Becoming More Than A Survivor
My journey of becoming more than a survivor
Sunday, February 4, 2024
Tuesday, January 16, 2024
Why do I need to write a memoir?
I realized that my story continued. I was still living, making memories, learning important lessons.
My story included Damon, my loss of Damon, our love story, but also learning how to be on my own, learning to love again, and new beginnings. I couldn't write about Damon without writing about how he lead me to Chris. I couldn't write about Chris without including Damon, learning to love another while still holding onto his memory. I don't feel as though Chris and I had a beginning, we just kind of jumped in where we left off. We were always in each other's existence, always meant to be together. It just took a lot of pain to get us back to each other. Kind of like Damon. Something was there pulling us towards each other, keeping us in the back of each other's minds as we continued living, until we couldn't resist the pull any longer. I knew we were supposed to be together, just like he knew it, even though it took us so long to finally get our act together, get over our fears, and be together.

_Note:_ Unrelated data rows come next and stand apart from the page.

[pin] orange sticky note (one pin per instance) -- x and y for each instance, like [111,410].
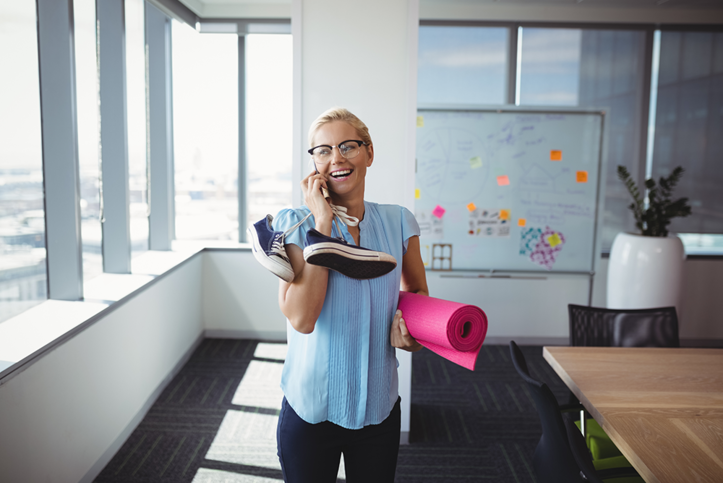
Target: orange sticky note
[554,240]
[438,211]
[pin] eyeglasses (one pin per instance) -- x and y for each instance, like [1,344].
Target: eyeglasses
[348,149]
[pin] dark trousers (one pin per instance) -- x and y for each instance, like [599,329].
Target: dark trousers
[310,453]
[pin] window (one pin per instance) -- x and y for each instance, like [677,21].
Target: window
[23,274]
[136,115]
[87,94]
[689,128]
[269,124]
[205,125]
[462,65]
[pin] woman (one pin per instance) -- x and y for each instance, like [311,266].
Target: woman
[340,375]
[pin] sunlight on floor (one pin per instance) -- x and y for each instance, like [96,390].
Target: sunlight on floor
[205,475]
[246,437]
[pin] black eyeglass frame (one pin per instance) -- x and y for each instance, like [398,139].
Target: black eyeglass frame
[331,148]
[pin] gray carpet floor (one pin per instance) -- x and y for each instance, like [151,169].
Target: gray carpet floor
[216,421]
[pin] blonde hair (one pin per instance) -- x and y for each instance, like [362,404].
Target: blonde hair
[340,114]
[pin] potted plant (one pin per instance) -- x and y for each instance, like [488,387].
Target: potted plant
[646,268]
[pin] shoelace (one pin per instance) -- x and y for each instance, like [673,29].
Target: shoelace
[340,213]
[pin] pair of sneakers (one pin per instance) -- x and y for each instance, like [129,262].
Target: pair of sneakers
[333,253]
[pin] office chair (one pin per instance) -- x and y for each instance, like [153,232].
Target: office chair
[600,327]
[553,460]
[598,471]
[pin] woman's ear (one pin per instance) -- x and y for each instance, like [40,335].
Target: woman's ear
[370,156]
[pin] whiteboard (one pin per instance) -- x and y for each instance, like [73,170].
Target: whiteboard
[509,190]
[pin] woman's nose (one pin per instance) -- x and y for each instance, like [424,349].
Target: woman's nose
[336,156]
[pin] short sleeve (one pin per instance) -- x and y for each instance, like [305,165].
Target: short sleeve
[410,227]
[287,218]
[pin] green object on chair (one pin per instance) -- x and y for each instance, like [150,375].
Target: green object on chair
[598,442]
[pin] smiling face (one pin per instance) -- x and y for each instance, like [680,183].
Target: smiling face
[345,177]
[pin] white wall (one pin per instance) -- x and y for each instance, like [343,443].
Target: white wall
[69,411]
[240,297]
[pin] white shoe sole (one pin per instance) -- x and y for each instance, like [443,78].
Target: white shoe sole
[280,269]
[349,260]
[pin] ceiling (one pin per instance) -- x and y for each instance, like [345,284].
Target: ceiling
[455,9]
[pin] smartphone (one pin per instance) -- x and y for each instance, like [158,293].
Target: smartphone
[324,191]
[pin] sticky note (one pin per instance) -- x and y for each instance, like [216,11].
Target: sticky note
[554,240]
[438,211]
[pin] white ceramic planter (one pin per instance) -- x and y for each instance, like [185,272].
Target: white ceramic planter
[645,272]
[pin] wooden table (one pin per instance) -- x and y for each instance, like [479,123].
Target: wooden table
[663,408]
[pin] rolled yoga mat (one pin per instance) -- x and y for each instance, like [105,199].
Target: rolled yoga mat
[454,331]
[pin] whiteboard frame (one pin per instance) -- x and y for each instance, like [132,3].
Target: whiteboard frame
[600,198]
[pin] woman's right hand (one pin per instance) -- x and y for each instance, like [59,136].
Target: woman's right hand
[315,201]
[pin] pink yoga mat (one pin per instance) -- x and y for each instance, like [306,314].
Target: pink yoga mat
[454,331]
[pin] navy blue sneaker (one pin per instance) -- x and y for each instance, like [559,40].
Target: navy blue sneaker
[350,260]
[268,248]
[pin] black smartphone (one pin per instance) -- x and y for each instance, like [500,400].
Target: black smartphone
[324,191]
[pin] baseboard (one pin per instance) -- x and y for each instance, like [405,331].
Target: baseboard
[505,340]
[103,461]
[265,335]
[705,343]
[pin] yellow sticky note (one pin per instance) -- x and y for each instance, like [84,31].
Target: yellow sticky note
[554,240]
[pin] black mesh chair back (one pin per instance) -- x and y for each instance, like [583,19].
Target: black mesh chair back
[595,326]
[553,460]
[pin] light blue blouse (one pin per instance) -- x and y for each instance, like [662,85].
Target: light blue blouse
[345,371]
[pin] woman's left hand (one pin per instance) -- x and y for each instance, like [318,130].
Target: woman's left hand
[400,336]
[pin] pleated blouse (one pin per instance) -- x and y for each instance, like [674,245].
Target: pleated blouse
[345,371]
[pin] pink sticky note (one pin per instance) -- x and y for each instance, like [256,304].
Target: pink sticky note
[438,211]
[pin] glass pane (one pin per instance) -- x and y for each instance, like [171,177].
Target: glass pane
[136,115]
[550,66]
[87,94]
[205,125]
[689,123]
[596,69]
[269,60]
[23,275]
[611,78]
[462,65]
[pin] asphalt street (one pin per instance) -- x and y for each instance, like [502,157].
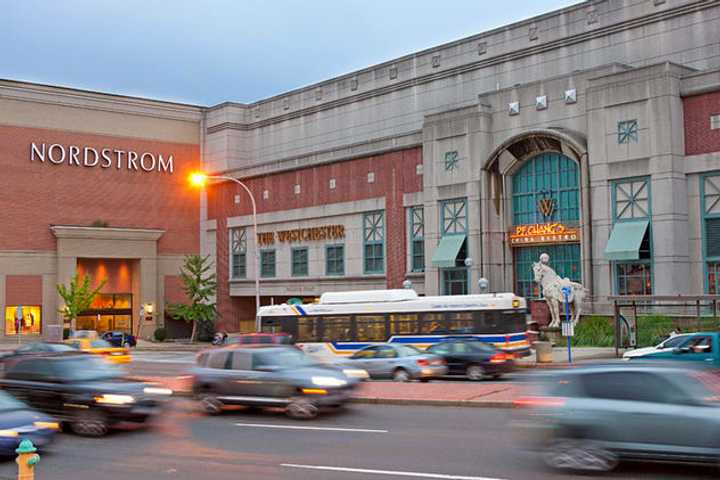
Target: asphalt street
[360,442]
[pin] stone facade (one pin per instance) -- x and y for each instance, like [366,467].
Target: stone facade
[587,117]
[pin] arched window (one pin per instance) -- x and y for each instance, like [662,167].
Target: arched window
[546,189]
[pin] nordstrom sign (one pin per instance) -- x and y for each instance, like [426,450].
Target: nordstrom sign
[73,155]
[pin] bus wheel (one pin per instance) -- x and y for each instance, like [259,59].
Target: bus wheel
[401,375]
[474,372]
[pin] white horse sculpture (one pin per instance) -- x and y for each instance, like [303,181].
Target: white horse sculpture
[552,285]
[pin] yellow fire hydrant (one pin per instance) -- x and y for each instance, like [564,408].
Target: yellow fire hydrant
[27,458]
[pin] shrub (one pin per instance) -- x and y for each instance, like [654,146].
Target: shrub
[160,334]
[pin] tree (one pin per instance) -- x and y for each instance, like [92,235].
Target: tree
[78,296]
[200,288]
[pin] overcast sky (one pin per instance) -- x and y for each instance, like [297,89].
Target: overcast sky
[207,52]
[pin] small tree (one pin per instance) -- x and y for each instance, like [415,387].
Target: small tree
[200,288]
[78,296]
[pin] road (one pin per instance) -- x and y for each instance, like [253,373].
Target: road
[362,442]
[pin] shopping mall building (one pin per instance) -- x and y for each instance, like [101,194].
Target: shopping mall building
[591,133]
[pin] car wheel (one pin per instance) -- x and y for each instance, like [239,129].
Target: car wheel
[575,455]
[302,409]
[401,375]
[90,423]
[210,404]
[474,372]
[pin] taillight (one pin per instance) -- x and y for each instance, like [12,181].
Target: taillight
[498,358]
[538,402]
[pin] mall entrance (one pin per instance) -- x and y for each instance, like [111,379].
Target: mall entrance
[109,311]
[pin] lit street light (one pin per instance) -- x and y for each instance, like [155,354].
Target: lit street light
[199,179]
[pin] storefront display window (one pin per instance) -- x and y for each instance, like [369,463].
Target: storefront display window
[25,317]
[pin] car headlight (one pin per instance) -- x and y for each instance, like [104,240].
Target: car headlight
[112,399]
[356,373]
[328,382]
[157,391]
[47,425]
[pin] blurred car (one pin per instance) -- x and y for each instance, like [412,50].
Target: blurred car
[676,341]
[119,339]
[35,348]
[472,358]
[102,348]
[268,376]
[82,391]
[19,422]
[258,338]
[402,363]
[590,418]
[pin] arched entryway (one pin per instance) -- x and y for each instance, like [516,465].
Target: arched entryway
[546,191]
[538,186]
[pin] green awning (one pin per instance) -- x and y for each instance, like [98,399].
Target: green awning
[447,250]
[625,240]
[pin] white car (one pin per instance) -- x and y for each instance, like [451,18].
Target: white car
[672,342]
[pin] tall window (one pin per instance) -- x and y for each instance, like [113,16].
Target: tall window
[417,243]
[550,181]
[374,242]
[454,221]
[299,262]
[454,216]
[631,202]
[238,253]
[710,192]
[267,263]
[335,260]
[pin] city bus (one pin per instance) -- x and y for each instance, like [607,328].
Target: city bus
[345,322]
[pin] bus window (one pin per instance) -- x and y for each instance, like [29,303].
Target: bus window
[307,329]
[403,324]
[433,323]
[461,322]
[370,328]
[335,329]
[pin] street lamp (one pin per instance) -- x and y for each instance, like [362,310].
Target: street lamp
[199,179]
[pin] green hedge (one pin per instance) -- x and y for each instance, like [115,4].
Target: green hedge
[599,331]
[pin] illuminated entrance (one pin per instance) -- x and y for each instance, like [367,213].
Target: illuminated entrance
[108,312]
[112,308]
[545,216]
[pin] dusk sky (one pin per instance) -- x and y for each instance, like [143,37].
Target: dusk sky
[207,52]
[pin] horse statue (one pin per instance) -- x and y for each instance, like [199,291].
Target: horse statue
[552,286]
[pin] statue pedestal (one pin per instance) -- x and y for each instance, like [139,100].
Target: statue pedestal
[553,335]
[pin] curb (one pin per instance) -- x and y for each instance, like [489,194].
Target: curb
[428,403]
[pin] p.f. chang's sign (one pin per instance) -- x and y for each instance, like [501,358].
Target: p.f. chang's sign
[543,233]
[329,232]
[89,157]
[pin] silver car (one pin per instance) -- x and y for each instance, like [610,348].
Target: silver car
[593,417]
[268,376]
[399,362]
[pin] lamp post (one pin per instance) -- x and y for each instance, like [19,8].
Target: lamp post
[200,179]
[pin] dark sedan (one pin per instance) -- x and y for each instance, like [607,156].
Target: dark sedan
[82,391]
[473,358]
[19,422]
[269,376]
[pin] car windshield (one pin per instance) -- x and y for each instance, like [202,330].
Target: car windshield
[85,368]
[8,402]
[282,358]
[408,351]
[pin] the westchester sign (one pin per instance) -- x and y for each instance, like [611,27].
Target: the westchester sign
[58,154]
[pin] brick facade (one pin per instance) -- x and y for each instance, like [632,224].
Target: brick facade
[394,172]
[36,195]
[699,138]
[23,290]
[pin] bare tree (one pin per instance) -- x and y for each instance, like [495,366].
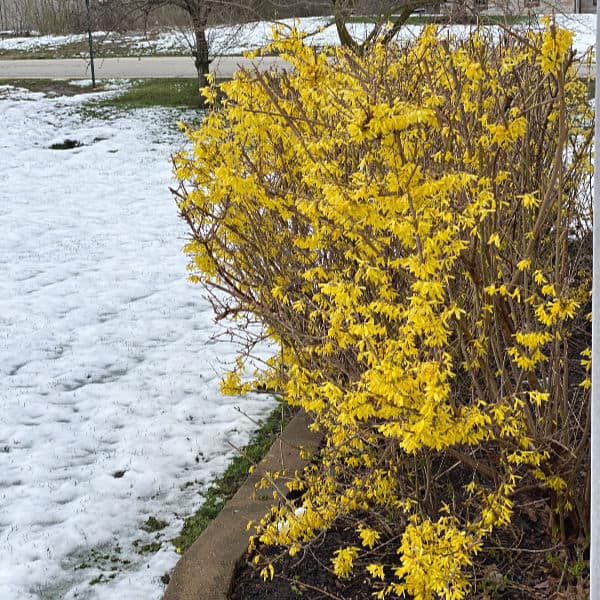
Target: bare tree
[201,15]
[386,16]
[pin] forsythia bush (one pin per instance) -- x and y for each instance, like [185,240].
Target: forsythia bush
[410,228]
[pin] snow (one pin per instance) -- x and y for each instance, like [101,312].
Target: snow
[236,40]
[109,371]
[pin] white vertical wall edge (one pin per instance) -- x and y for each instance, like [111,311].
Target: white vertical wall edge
[595,400]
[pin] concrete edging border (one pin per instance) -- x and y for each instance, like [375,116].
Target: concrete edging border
[205,571]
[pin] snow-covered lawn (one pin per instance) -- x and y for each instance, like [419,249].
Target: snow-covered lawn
[109,398]
[226,40]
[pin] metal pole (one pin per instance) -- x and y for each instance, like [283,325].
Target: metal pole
[595,399]
[87,5]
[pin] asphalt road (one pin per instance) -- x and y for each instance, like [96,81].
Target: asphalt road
[126,68]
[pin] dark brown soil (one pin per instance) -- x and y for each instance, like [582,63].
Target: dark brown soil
[534,569]
[307,576]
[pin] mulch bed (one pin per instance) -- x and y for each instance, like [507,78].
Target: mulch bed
[535,569]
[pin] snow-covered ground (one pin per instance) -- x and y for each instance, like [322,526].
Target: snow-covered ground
[109,374]
[227,40]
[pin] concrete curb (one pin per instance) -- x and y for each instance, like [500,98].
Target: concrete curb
[205,571]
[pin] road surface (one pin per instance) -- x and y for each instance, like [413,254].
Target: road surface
[126,67]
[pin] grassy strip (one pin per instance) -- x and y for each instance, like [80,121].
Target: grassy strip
[170,92]
[416,19]
[236,473]
[53,87]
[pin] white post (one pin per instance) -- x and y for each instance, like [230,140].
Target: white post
[595,400]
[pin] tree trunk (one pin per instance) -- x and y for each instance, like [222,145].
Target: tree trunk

As Chris and I continued our lives together, I realized there was more to my story involving Chris's past and our present, Chris's ex-wife, our blended family, and homeschooling. I recognized that having a blended family was much harder than losing Damon. The lack of control when it comes to someone interfering with my family, lying and manipulating, and hurting my husband. It was horrible. I was consumed by hatred for her. The hatred ate me from the inside and almost destroyed my family. At the same time I started to resent my new marriage and blamed Damon. I blamed him for leaving me, again. The grief cycle reared it's ugly head forcing me to make some changes, throwing my family off kilter, not that we had found a kilter yet. Along the way. we began homeschooling which took us down a rabbit hole of learning. It was amazing! I can't tell my story without including the journey of homeschooling.
My story became our story. Damon, Chris, and me.
While my story has evolved my fears have had the opportunity to grow. I've fought telling my story for fear of being judged, fear of being recognized or remembered from when I wasn't at my best, fear of being called out for remembering differently than someone else, fear of hurting someone's feelings, fear of being required to do more, be more, and experience more hurt and loss.
My purpose has evolved from needing to tell my story so Damon is remembered, to needing to remind people that we are not alone, we are loved by our Savior, and we can always count on Him to get us through our trials. My purpose is to share what I have experienced, because others go through it too, and maybe they need the reminder I could have used along the way.